Il contesto nel quale nel nord dell’Inghilterra proliferano gli ambienti estremisti lo descrive il Libya Herald. Manchester, ricorda il quotidiano – le cui fonti descrivono Ramadan Abedi come un “federalista della Cirenaica”, ma non noto per essere un estremista – è nota per ospitare una delle più grandi comunità di libici espatriati: secondo alcune stime, dei 2,5 milioni di abitanti di Greater Manchester (dove viveva il presunto attentatore) 300mila sono musulmani e circa 16mila libici. “Sentire che i responsabili dell’attacco sono libici non è stata una sorpresa – ha spiegato al quotidiano Reda Fhelboom, giornalista libico che ha vissuto per anni a Manchester – perché ci sono molti estremisti libici che vivono lì”.
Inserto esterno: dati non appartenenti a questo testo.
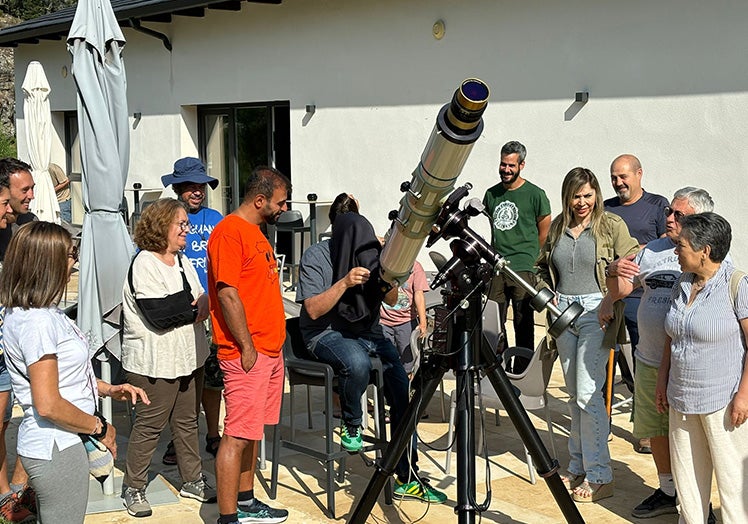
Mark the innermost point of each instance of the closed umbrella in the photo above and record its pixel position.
(38, 121)
(96, 42)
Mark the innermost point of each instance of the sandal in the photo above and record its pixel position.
(211, 444)
(591, 492)
(571, 481)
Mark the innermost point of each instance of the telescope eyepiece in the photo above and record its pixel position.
(467, 106)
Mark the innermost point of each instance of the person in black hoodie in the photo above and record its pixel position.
(341, 293)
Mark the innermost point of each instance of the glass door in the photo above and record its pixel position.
(236, 139)
(217, 160)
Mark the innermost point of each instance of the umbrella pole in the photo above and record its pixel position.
(106, 410)
(609, 386)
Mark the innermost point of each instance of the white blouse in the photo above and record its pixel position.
(153, 353)
(29, 335)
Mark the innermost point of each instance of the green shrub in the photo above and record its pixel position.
(7, 146)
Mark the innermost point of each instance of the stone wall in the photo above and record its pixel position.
(7, 88)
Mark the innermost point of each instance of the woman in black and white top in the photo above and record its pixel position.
(50, 368)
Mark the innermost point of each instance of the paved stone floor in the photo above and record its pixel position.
(513, 498)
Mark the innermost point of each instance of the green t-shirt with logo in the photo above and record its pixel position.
(514, 222)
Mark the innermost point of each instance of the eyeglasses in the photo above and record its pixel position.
(670, 211)
(73, 254)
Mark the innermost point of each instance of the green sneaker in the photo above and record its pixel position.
(350, 437)
(418, 489)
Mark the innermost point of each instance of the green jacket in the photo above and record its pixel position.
(618, 243)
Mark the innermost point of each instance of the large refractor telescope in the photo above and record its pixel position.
(458, 127)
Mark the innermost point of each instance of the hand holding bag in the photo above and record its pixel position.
(100, 459)
(168, 312)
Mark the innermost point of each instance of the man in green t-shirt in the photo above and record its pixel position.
(520, 218)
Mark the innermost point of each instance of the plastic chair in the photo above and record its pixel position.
(292, 222)
(304, 371)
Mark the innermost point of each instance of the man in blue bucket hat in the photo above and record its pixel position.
(189, 180)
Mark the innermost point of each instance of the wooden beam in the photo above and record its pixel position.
(227, 6)
(163, 18)
(197, 12)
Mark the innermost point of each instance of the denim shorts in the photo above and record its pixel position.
(6, 387)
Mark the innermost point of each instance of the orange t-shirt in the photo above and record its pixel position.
(240, 256)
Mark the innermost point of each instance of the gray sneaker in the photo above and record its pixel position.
(136, 503)
(198, 490)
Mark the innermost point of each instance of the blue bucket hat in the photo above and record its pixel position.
(189, 170)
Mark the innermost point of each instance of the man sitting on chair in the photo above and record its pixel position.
(339, 321)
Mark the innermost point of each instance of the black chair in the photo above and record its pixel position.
(301, 370)
(291, 222)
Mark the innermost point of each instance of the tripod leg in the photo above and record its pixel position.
(545, 465)
(433, 372)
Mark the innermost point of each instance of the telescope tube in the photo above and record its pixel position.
(458, 127)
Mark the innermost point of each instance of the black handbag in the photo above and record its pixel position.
(171, 311)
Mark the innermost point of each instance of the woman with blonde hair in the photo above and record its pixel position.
(50, 368)
(166, 361)
(582, 241)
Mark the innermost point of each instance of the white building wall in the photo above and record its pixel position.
(667, 82)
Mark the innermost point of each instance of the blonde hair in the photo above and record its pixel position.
(573, 182)
(35, 270)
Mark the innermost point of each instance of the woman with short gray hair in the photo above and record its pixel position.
(703, 379)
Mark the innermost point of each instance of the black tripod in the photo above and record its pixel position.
(459, 348)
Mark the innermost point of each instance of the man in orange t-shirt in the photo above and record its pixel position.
(246, 308)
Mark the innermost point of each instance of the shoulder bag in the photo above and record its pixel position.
(171, 311)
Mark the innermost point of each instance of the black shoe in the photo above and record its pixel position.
(656, 504)
(712, 518)
(261, 513)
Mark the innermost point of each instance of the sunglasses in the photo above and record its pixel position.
(670, 211)
(74, 253)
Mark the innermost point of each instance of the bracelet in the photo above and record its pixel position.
(101, 420)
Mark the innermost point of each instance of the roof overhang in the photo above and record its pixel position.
(55, 26)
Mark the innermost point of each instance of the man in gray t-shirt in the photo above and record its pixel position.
(655, 270)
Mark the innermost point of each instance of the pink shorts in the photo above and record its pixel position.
(252, 399)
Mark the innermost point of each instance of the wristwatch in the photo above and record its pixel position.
(101, 434)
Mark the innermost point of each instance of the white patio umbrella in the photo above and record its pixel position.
(38, 121)
(96, 42)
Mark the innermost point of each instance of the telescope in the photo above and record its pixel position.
(458, 127)
(430, 208)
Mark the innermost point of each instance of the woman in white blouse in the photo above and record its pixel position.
(49, 365)
(703, 377)
(167, 364)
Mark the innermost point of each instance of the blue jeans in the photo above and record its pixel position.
(583, 360)
(348, 355)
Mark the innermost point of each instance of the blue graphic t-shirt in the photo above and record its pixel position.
(202, 223)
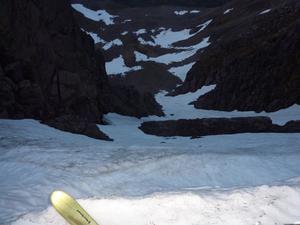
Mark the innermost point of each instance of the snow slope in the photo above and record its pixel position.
(99, 15)
(256, 206)
(211, 180)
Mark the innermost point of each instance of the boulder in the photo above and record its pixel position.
(216, 126)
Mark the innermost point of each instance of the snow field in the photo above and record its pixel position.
(99, 15)
(253, 206)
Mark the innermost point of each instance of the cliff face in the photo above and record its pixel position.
(254, 59)
(50, 66)
(50, 70)
(149, 3)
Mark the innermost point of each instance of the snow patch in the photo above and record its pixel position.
(127, 21)
(117, 66)
(140, 31)
(181, 71)
(95, 37)
(99, 15)
(228, 11)
(265, 11)
(116, 42)
(204, 25)
(175, 57)
(181, 13)
(194, 11)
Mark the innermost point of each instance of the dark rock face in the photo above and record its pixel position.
(126, 100)
(254, 59)
(77, 125)
(152, 78)
(147, 3)
(51, 71)
(216, 126)
(50, 66)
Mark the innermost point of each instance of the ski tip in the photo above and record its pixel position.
(70, 209)
(56, 196)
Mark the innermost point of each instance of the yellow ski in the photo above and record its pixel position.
(70, 209)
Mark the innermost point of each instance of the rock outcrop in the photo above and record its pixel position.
(50, 69)
(254, 58)
(216, 126)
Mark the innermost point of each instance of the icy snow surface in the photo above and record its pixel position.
(242, 179)
(99, 15)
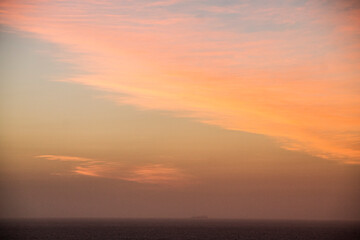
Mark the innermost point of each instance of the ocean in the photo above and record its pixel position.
(172, 229)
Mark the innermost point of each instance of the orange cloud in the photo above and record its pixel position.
(64, 158)
(149, 174)
(281, 71)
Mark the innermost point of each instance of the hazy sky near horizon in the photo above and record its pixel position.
(175, 108)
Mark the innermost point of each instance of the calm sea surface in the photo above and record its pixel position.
(176, 229)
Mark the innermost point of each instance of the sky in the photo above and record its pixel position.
(178, 108)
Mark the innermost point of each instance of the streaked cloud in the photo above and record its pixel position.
(64, 158)
(147, 174)
(286, 70)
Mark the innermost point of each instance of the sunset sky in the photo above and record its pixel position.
(175, 108)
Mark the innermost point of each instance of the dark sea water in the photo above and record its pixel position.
(176, 229)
Dove, fino a pochi anni fa, ha vissuto un pezzo da 90 del terrorismo internazionale: Abu Anas al Libi, anch’egli libico, considerato legato ad ambienti di Al Qaeda fin dalla sua nascita nel 1994. Catturato a Tripoli il 5 ottobre 2013 dalle forze speciali Usa e morto oltreoceano il 3 febbraio 2015, al Libi aveva vissuto per anni nella città inglese, dopo che il Regno Unito gli aveva concesso l’asilo politico nel 1995 in seguito alla fuga dal Sudan che lo braccava su richiesta di Gheddafi. Nel 2000 sul suo computer la polizia aveva rinvenuto un file in seguito ribattezzato “manuale di Manchester“, 180 pagine contenenti istruzioni per combattere la Jihad, e dopo l’11 settembre si era guadagnato un posto sulla lista dei Most Wanted Terrorists dell’Fbi. Indicato tra gli autori delle stragi del 1998 a Nairobi in Kenya e a Dar Es Salam in Tanzania, era stato arrestato nel 1999 dalla polizia inglese ma poi rilasciato, fatto che gli aveva permesso di lasciare il Paese.